Questo termine fa parte di un gruppo relativamente peculiare in quanto non è particolarmente raro o difficile da capire, ma non viene spesso utilizzato nel discorso di tutti i giorni, perché in una conversazione informale di solito si aggettano quei nomi che non si trovano al centro del nostro discorso, ma solo quelli che ci interessano di più e, soprattutto, per esprimere i nostri sentimenti nei loro confronti.

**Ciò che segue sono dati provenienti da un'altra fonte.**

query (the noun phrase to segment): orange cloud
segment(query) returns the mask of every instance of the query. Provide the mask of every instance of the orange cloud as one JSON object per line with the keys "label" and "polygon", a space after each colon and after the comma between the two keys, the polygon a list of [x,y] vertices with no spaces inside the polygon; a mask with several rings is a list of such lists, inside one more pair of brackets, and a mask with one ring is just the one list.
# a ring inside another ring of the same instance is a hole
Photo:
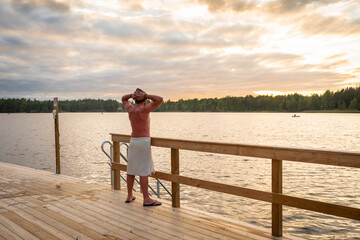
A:
{"label": "orange cloud", "polygon": [[301,31],[307,35],[358,35],[360,34],[360,18],[350,21],[343,16],[324,17],[321,14],[299,16],[296,20]]}

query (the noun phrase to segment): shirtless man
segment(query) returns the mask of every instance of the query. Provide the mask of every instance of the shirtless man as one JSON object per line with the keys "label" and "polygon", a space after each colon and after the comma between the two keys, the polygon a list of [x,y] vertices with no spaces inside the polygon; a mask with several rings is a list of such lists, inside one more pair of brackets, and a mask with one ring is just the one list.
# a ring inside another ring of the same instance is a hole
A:
{"label": "shirtless man", "polygon": [[[133,106],[129,99],[135,100]],[[152,102],[146,104],[146,100]],[[156,95],[148,95],[143,90],[137,88],[135,92],[126,94],[122,97],[126,111],[129,114],[132,133],[128,151],[127,165],[127,190],[128,196],[126,203],[135,200],[133,196],[133,186],[135,175],[140,176],[140,187],[144,196],[143,206],[159,206],[161,202],[153,200],[149,196],[148,176],[155,172],[151,156],[150,139],[150,112],[158,108],[163,102],[163,98]]]}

In un esempio, se diciamo a un amico che il giorno prima eravamo in un negozio e abbiamo comprato un cappotto, probabilmente ci concentreremo su quest'ultimo per descriverlo con aggettivi, poiché è l'oggetto di nostro interesse, e non lo facciamo fermiamoci alle caratteristiche dell'edificio, del quartiere, delle persone, ecc., come se accadesse in una narrazione letteraria.Detto questo, quando parliamo di un mobile o di una roccia non abbiamo bisogno di chiarire che sono oggetti inanimati , poiché non chiariamo che una persona o un cane non lo sono.
Nel campo della retorica , esiste una figura chiamata prosopopeya o personificazione che consiste nel dare oggetti inanimati, idee astratte o azioni o qualità degli animali degli esseri umani.Appartiene al gruppo di metafore ontologiche (l'ontologia è il ramo filosofico che studia le relazioni tra gli atti e i loro soggetti, nonché tra le entità).
Un esempio classico di prosopopeya si trova nel seguente estratto dell'opera teatrale Phedre del drammaturgo francese Jean Racine : «Con rigore, Destino, tu mi perseguiti! » In altri casi possiamo vedere personificati a morte, la natura o le stelle, per esempio.Gli animali che parlano, camminano e si vestono come esseri umani sono anche molto comuni nella finzione , soprattutto per i bambini, ma non esclusivamente.
Vale la pena ricordare che nelle sue origini, il concetto di prosopopeya è stato definito come l'attribuzione di azioni a persone decedute o assenti, come quando parlano di cosa farebbero i nostri antenati se fossero qui.